Bug #38010 Wrong result returned when outer join, semijoin and "use index"
Submitted: 10 Jul 2008 9:36 Modified: 14 Jul 2009 22:36
Reporter: Philip Stoev Email Updates:
Status: Can't repeat Impact on me:
None 
Category:MySQL Server: Optimizer Severity:S2 (Serious)
Version:6.0,5.4 OS:Any
Assigned to: CPU Architecture:Any

[10 Jul 2008 9:36] Philip Stoev
Description:
The following SELECT produces wrong results when executed with semijoin:

SELECT  OUTR . `int_key`
FROM B AS OUTR2
LEFT JOIN C AS OUTR
ON ( OUTR2 . `varchar_nokey` > OUTR . `varchar_key` )
WHERE OUTR . `pk` IN (
 SELECT  INNR . `int_key` AS Y
 FROM BB AS INNR2
 LEFT JOIN CC AS INNR
 ON ( INNR2 . `date_nokey` >= INNR . `date_key` )
);

The result is correct in 5.1, when semijoin is disabled and when the select starts with "SELECT OUTR . `pk`".

How to repeat:
A test case will be uploaded shortly.
[10 Jul 2008 9:43] Philip Stoev
Test case for bug 38010

Attachment: bug38010.test (application/octet-stream, text), 5.10 KiB.

[10 Jul 2008 9:44] Philip Stoev
Please find attached the test case. Innodb is required for this test case in order to prevent myisam-specific optimizations from kicking in.

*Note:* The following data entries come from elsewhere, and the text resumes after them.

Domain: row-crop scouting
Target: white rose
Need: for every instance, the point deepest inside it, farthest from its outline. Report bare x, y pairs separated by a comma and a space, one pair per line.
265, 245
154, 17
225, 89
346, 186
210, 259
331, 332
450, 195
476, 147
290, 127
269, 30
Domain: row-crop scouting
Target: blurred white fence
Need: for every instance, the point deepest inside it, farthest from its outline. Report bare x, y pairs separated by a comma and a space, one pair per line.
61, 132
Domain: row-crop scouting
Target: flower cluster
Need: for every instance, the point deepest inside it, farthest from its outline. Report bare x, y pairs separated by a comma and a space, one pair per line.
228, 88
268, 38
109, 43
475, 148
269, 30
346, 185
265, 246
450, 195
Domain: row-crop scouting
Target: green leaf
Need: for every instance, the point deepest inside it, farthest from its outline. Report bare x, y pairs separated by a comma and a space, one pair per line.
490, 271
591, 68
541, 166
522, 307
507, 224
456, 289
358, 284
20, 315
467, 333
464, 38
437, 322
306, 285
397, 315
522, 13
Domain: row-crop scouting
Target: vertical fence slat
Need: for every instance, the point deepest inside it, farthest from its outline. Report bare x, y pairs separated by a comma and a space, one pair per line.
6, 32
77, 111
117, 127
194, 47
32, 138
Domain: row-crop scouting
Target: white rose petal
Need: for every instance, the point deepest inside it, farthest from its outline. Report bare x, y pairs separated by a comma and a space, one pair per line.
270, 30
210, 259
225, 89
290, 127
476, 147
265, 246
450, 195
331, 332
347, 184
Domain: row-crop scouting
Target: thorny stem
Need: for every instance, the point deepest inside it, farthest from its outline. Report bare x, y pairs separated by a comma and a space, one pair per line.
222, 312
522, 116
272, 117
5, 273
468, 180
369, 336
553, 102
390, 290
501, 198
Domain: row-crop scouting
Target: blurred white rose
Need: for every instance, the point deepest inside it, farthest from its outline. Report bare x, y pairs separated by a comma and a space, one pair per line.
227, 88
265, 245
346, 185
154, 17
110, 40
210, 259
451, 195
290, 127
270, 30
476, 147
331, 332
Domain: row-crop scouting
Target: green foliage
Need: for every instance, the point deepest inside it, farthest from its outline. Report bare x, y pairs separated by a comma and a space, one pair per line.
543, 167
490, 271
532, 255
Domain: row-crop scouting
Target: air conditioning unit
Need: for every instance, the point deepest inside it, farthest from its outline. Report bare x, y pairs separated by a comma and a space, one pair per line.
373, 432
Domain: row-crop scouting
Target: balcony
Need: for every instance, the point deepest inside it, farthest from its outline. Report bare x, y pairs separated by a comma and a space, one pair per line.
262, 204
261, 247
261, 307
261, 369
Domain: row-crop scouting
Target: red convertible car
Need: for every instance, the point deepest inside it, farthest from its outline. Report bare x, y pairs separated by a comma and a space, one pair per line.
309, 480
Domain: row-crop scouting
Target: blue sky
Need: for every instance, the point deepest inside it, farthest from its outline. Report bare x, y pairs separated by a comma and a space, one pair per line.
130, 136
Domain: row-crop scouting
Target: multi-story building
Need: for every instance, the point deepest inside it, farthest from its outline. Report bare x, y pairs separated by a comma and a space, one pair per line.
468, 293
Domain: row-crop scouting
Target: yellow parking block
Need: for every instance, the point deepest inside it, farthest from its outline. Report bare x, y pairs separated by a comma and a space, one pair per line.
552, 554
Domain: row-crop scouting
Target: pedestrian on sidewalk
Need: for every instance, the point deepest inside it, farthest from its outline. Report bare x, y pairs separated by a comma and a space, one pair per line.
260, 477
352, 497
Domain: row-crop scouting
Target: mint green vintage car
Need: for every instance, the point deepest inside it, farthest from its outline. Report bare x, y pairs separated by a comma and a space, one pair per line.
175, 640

The last query from the test case should return "6" rather than an empty result set.
[10 Jul 2008 11:32] Susanne Ebrecht
Verified as described by given test.

I tested with 5.0, 5.1 and 6.0 bzr tree. This is only in 6.0.

Let me paste some results:

MySQL 5.1:

mysql> SELECT  OUTR . `int_key`
    -> FROM B AS OUTR2
    -> LEFT JOIN C AS OUTR
    -> ON ( OUTR2 . `varchar_nokey` > OUTR . `varchar_key` )
    -> WHERE OUTR . `pk` IN (
    ->  SELECT  INNR . `int_key` AS Y
    ->  FROM BB AS INNR2
    ->  LEFT JOIN CC AS INNR
    ->  ON ( INNR2 . `date_nokey` >= INNR . `date_key` )
    -> );
+---------+
| int_key |
+---------+
|       6 | 
+---------+

mysql> SELECT  OUTR . `int_key`
    -> FROM B AS OUTR2
    -> LEFT JOIN C AS OUTR
    -> ON ( OUTR2 . `varchar_nokey` > OUTR . `varchar_key` )
    -> ;
+---------+
| int_key |
+---------+
|       6 | 
|       9 | 
+---------+
2 rows in set (0.00 sec)

mysql> SELECT  INNR . `int_key` AS Y
    ->  FROM BB AS INNR2
    ->  LEFT JOIN CC AS INNR
    ->  ON ( INNR2 . `date_nokey` >= INNR . `date_key` )
    -> ;
+------+
| Y    |
+------+
|    7 | 
|    0 | 
|    4 | 
+------+
3 rows in set (0.00 sec)

mysql>  SELECT  OUTR . `int_key` FROM B AS OUTR2 LEFT JOIN C AS OUTR ON ( OUTR2 . `varchar_nokey` > OUTR . `varchar_key` ) where OUTR.pk in ('7','0','4');
+---------+
| int_key |
+---------+
|       6 | 
+---------+
1 row in set (0.00 sec)

Now MySQL 6.0:

mysql> SELECT  OUTR . `int_key`
    -> FROM B AS OUTR2
    -> LEFT JOIN C AS OUTR
    -> ON ( OUTR2 . `varchar_nokey` > OUTR . `varchar_key` )
    -> WHERE OUTR . `pk` IN (
    ->  SELECT  INNR . `int_key` AS Y
    ->  FROM BB AS INNR2
    ->  LEFT JOIN CC AS INNR
    ->  ON ( INNR2 . `date_nokey` >= INNR . `date_key` )
    -> );
Empty set (0.01 sec)

mysql> SELECT  OUTR . `int_key`
    -> FROM B AS OUTR2
    -> LEFT JOIN C AS OUTR
    -> ON ( OUTR2 . `varchar_nokey` > OUTR . `varchar_key` )
    -> ;
+---------+
| int_key |
+---------+
|       6 | 
|       9 | 
+---------+
2 rows in set (0.00 sec)

mysql> SELECT  INNR . `int_key` AS Y
    ->  FROM BB AS INNR2
    ->  LEFT JOIN CC AS INNR
    ->  ON ( INNR2 . `date_nokey` >= INNR . `date_key` )
    -> ;
+------+
| Y    |
+------+
|    7 | 
|    0 | 
|    4 | 
+------+
3 rows in set (0.00 sec)

mysql> SELECT  OUTR . `int_key` FROM B AS OUTR2 LEFT JOIN C AS OUTR ON ( OUTR2 . `varchar_nokey` > OUTR . `varchar_key` ) where OUTR.pk in ('7','0','4');
+---------+
| int_key |
+---------+
|       6 | 
+---------+
1 row in set (0.05 sec)

It seems that the subquery result handling is defect here.
[14 Jul 2009 22:36] Patrick Crews
Ran the attached test many times with various settings for optimizer_switch, optimizer_use_mrr, and engine_condition_pushdown.

Unable to see a difference between 5.1 and azalea.